According to Rice, because of his efforts there hasn’t been a breaking and entering in the village in two months, which does not happen on its own.
“I’ve been putting in a lot of time and a lot of hours,” Rice claimed. “It feels nice not to hear your neighbors complain that they just got their house broken into or their car ransacked.”
Rice gave a little bit of his background and expertise in the area to council for those who didn’t know him.
“I was in the drug world for 30 years; I did it all – everything, all of it, so I know how it works,” he said. “Now I’ve got spider webs, so I know what’s going on here; I know how the game’s played. I can’t do it alone. I need help.”
Rice said he enjoys what he’s doing and donating his time and expertise to help. He also informed council he’s able to be the village’s eyes and ears – their informant – and can work with them to help alleviate the drug problem.
“The only thing I’m asking tonight, I’m pleading, I need help,” Rice said. “I can be the eyes and the ears, and I can be the informant, and I can work with them, but you’ve got to do it on time. If something’s going down, I can’t wait a half hour to get a cop car here in Dunkirk. That’s not going to work.
“If it keeps going and we don’t start a program – and you can see it’s working – it’s not going to keep up,” he said.
Without probable cause, Rice said, there’s nothing he can do when he catches somebody; he can’t arrest them or hold them, which he said doesn’t do anybody any good.
Dunkirk Mayor Terry Cramer later informed council that Sheriff Keith Everhart said they would be able to patrol for the village for $20 per hour and be available for a few four-hour time periods.
Council came to a consensus that the times should be anywhere between 8 p.m. to 4 a.m. on Friday and Saturday, avoiding a regular set time so possible offenders don’t become used to a pattern. They also agreed on a varied day to be determined at the office’s discretion.
“Keith has to keep making arrests daily,” Rice said. “If that doesn’t happen, we’re right back to square one.”
Also on hand Monday evening was resident Patricia Larson, who said she had cats come up missing lately because of what she believes are live traps.
Larson told council that not all cats being trapped are strays and that some of them, like her cats, were family pets, and that they are not being properly released.
“There’s a lot of people looking for their cats; there are signs up all over town,” she said.
According to Larson, any trapped cats at least have to be taken to the humane society.
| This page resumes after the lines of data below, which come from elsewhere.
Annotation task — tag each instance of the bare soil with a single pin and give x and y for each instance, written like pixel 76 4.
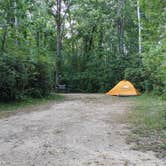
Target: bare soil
pixel 84 130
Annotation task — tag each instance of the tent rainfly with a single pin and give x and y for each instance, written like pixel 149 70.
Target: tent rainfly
pixel 124 88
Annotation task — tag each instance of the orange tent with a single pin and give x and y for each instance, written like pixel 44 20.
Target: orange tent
pixel 124 88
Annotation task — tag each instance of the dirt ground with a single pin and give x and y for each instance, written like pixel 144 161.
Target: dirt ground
pixel 84 130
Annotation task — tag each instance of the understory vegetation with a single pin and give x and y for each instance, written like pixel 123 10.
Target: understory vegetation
pixel 149 120
pixel 85 44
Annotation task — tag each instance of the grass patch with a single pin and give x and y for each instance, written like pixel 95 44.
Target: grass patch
pixel 28 102
pixel 149 124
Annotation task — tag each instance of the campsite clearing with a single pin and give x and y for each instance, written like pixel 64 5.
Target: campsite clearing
pixel 85 129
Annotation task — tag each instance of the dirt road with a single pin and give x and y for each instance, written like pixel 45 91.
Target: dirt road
pixel 84 130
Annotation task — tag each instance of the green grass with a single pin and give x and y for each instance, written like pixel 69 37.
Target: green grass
pixel 148 117
pixel 28 102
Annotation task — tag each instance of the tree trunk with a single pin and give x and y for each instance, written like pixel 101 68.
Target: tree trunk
pixel 139 28
pixel 4 39
pixel 59 41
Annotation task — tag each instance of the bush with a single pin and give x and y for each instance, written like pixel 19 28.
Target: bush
pixel 22 75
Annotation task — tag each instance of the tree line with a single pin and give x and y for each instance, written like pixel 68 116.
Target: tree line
pixel 89 45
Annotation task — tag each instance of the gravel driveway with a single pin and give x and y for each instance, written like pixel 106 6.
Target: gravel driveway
pixel 84 130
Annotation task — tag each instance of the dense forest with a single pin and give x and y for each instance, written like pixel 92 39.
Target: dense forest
pixel 89 45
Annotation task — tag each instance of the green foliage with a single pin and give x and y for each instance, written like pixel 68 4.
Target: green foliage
pixel 99 46
pixel 22 75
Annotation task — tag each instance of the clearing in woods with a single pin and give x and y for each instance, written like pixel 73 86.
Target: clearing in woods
pixel 85 129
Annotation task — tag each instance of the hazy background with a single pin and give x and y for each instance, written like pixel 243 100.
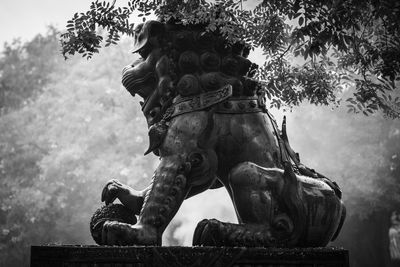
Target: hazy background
pixel 66 127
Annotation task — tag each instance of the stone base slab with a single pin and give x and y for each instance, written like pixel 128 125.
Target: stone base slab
pixel 107 256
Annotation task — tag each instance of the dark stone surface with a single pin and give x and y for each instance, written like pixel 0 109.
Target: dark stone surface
pixel 106 256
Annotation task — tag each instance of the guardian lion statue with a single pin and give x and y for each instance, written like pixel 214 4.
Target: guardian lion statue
pixel 209 124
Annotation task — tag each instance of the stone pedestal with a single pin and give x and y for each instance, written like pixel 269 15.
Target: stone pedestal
pixel 104 256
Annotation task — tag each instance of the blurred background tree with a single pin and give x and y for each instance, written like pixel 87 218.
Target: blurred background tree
pixel 66 127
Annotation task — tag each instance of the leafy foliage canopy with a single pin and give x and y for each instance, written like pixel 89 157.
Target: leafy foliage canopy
pixel 338 44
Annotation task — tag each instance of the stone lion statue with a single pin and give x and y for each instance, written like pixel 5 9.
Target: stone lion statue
pixel 209 124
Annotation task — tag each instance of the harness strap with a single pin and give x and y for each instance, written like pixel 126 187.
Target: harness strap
pixel 182 105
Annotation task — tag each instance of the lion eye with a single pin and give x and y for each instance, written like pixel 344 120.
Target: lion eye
pixel 196 159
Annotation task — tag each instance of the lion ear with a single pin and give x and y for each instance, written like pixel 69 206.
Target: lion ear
pixel 144 34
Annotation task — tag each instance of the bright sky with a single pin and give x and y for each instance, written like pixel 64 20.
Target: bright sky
pixel 26 18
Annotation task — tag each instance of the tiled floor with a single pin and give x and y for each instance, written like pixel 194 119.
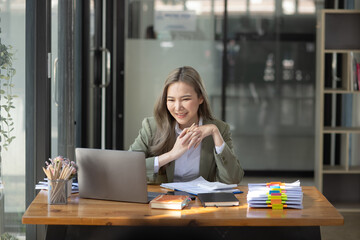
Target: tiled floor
pixel 349 231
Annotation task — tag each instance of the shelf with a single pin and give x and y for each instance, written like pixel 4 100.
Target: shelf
pixel 341 130
pixel 327 169
pixel 342 50
pixel 340 91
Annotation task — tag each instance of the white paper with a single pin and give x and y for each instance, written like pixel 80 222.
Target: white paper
pixel 197 186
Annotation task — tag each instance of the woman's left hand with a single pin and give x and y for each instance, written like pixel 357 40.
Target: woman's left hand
pixel 201 132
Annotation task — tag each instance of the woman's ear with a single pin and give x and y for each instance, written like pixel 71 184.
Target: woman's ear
pixel 201 100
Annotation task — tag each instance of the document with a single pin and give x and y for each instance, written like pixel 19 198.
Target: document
pixel 200 185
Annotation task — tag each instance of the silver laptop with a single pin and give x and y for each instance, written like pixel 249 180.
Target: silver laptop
pixel 112 175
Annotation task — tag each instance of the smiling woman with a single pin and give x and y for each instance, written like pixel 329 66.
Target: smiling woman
pixel 183 140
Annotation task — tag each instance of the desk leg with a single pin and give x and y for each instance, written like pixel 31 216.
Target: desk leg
pixel 56 232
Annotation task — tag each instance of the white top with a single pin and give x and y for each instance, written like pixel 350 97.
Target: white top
pixel 187 166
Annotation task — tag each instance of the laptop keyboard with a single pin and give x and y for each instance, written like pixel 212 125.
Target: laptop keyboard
pixel 152 195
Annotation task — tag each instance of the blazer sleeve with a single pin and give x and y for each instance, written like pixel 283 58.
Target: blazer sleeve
pixel 229 169
pixel 142 144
She said she’d be willing to have people who trap call her and she’d take them there herself, rather than disposing of the cat in any other manner.
Larson understood that eliminating trapping completely was not a viable request, but said it’s important for people to have a chance to get their family pets back.
“All I’m saying is if our family pets are gone, they’re gone for good,” she said. “I would give my life to get my calico cat back, and I’ll never get her back.”
In other council action:
– Agreed to drop the “nuisance” designation at 443 Park St.
– Moved the deadline for the sewer hookup forward from Nov. 1 to Aug. 1.
– Received a letter and check from the Hardin County Community Foundation for $1,000 to be used for trees.
– Accepted the $1 bid by Habitat for Humanity for the property at 331 S. Main St.